古そうな考えを持っている割に、「人間ごときがなにするものぞ」とは言わないんだ。少し意外かも。
「三ツ葉も人間に興味があるなら、自分で人里に降りたらいいのに」
「わ、私が? いや……私はいいよ。私は……天狗だから」
「今の時代、そんなこと言うのは年寄りばっかりだよ」
「……いいさ。年寄りなのは事実だもの」
三ツ葉は古い白狼天狗だ。
本来なら、何十年も何百年も前に、人間に斬り殺されるか退治されて死んでいるような……そんな終わりを自ら望むような、そんな時代の、典型的な天狗である。

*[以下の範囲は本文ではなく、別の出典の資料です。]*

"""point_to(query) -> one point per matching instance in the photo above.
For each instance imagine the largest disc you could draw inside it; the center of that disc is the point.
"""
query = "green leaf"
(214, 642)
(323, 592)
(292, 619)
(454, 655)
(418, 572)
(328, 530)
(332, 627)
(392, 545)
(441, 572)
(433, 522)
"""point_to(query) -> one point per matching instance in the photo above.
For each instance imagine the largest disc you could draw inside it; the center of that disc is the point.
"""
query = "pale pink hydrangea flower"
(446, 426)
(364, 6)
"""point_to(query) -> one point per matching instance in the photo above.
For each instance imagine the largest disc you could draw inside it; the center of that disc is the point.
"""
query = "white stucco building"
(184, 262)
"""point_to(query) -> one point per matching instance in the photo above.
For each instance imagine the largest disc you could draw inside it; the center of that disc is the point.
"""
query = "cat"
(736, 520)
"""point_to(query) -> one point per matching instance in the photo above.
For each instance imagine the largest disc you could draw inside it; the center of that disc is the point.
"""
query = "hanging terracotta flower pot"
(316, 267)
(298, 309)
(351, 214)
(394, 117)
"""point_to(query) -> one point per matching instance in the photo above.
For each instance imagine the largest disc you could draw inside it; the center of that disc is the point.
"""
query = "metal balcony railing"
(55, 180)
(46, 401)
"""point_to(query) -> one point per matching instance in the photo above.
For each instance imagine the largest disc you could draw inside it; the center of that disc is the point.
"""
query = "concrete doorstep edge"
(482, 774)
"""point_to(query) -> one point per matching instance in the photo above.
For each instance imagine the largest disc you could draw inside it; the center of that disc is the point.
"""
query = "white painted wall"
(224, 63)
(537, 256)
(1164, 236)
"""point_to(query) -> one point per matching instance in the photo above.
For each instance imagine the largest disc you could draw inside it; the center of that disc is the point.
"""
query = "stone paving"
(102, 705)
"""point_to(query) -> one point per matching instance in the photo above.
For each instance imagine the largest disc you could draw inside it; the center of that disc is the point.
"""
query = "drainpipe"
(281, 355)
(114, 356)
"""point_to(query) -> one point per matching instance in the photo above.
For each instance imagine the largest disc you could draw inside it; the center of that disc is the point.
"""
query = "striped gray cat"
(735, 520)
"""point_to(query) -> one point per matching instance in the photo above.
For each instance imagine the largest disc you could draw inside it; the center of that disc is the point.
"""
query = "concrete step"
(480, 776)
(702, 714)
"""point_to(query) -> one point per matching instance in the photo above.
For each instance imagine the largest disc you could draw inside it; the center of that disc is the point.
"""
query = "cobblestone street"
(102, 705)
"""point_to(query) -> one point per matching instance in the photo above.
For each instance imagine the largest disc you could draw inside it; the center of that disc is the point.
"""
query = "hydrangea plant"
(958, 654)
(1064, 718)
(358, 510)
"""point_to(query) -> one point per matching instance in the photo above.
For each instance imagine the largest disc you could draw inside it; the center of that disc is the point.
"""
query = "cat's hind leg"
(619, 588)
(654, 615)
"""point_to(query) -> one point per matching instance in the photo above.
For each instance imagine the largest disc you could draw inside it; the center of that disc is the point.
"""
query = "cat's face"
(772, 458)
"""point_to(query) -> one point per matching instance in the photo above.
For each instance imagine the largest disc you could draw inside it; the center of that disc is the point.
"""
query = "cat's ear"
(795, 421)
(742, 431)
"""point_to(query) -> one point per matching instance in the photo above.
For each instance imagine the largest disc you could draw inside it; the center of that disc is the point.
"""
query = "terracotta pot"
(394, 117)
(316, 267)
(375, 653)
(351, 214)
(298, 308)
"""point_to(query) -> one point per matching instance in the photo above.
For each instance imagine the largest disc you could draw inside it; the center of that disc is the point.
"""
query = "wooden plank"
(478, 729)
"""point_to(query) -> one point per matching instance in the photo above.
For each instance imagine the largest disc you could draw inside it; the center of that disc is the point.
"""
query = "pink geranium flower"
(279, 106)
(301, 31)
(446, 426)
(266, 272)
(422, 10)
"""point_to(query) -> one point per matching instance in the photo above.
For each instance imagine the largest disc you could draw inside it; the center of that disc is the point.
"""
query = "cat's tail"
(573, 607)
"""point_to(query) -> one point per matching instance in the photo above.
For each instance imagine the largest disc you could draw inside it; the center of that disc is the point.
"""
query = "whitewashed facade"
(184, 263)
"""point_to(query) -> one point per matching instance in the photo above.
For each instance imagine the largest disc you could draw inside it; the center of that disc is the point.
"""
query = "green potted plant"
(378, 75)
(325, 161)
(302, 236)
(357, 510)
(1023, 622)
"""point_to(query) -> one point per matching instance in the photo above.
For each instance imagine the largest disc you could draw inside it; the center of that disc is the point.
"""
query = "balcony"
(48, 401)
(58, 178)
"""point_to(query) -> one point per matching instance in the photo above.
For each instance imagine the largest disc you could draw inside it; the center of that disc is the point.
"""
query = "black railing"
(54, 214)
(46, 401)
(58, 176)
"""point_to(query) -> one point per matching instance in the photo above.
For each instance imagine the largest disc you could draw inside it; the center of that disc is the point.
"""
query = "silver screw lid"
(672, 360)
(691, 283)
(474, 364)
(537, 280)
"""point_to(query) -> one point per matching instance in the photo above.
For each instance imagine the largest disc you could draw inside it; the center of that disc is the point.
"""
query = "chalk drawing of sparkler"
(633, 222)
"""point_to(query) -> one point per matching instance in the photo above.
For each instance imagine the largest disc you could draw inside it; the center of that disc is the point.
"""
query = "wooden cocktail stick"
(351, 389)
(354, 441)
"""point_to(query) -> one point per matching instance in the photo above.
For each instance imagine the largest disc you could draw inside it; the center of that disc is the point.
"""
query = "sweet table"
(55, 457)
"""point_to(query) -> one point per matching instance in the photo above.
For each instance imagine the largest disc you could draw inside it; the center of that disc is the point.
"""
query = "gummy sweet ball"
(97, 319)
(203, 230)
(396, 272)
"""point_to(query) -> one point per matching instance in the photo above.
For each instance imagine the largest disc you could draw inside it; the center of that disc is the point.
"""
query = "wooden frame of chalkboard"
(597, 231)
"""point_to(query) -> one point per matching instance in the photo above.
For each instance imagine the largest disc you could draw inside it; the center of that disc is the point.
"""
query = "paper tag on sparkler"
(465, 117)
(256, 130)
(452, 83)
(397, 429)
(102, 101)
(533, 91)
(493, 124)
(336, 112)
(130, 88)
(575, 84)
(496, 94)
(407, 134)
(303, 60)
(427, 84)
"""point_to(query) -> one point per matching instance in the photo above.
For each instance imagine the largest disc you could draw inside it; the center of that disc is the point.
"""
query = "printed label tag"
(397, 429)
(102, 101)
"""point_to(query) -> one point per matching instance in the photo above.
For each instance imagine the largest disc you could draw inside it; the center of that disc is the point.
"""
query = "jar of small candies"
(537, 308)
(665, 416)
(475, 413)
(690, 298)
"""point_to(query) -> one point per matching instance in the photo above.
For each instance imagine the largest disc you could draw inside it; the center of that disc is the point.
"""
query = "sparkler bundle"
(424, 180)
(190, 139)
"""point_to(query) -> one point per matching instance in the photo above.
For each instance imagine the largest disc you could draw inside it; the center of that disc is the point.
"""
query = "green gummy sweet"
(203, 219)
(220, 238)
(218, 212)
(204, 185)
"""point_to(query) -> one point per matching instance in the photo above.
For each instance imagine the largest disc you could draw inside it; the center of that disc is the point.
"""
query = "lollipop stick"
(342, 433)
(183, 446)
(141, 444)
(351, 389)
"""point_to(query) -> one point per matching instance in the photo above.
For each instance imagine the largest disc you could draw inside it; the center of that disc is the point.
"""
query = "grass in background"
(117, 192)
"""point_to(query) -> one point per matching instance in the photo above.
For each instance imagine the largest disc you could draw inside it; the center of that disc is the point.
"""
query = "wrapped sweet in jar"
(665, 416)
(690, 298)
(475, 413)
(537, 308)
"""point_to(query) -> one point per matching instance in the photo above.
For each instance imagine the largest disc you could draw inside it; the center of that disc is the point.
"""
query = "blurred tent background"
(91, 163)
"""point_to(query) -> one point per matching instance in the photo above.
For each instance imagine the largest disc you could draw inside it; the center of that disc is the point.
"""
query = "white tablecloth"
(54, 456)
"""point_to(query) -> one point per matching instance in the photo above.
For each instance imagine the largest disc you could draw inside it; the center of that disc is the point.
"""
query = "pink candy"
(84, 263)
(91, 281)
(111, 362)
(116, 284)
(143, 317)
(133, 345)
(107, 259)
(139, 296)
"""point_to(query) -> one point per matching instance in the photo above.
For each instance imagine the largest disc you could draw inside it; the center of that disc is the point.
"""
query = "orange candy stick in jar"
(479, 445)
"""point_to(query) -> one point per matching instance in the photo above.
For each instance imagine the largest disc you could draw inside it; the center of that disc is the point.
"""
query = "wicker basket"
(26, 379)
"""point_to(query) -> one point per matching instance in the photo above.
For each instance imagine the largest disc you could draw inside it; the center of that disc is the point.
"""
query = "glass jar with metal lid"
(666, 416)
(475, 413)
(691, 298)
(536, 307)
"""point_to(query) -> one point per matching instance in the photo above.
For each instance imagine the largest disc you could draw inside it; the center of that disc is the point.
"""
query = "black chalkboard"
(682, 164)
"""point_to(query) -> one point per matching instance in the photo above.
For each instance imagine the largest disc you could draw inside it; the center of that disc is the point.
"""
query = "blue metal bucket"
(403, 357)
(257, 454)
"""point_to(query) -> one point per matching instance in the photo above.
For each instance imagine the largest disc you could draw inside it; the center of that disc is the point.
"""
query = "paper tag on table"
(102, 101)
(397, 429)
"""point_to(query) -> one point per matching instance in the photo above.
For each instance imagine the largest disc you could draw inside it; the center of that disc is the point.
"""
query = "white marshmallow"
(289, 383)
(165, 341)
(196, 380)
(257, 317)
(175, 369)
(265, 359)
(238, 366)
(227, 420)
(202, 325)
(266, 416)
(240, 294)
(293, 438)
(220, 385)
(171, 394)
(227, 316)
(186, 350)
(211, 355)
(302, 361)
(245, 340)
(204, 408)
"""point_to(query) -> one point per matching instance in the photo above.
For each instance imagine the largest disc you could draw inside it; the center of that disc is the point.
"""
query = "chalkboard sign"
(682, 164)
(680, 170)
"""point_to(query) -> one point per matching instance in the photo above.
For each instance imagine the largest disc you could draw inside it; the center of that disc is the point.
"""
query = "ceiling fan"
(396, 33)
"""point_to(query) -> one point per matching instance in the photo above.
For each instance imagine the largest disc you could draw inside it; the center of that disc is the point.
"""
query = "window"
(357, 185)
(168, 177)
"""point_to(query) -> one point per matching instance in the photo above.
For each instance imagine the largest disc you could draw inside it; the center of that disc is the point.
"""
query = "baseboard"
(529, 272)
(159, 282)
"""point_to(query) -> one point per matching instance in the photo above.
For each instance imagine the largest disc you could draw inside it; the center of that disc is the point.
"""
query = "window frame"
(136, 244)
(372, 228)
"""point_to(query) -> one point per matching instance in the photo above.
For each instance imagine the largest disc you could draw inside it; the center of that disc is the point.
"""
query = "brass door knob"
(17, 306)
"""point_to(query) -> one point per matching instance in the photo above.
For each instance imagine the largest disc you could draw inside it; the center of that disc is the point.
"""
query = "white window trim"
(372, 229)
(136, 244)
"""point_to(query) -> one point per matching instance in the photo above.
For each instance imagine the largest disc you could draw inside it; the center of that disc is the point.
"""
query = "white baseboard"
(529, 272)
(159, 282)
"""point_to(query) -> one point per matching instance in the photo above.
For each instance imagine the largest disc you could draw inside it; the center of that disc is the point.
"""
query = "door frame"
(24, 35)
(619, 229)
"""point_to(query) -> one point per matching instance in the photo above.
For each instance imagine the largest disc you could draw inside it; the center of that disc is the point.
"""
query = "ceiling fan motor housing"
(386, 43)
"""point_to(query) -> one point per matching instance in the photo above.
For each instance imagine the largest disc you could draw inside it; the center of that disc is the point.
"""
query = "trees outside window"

けど、そんな妖怪が今の、悪く言えば生ぬるい時代に生き残っているのは、不本意なのかもしれない。
私にはそれをどうすることもできないんだけど。
「では、頼むよ。椛」
「はいはい。すぐに買ってきますよ」
私はこの日から、なんとなく三ツ葉のことを気にかけるようになった。
特に深い理由はない。強いて言うなら白狼天狗の野生の勘だ。
けどその勘が、あながち鈍いものでもないことを、私は数日後に察することとなる。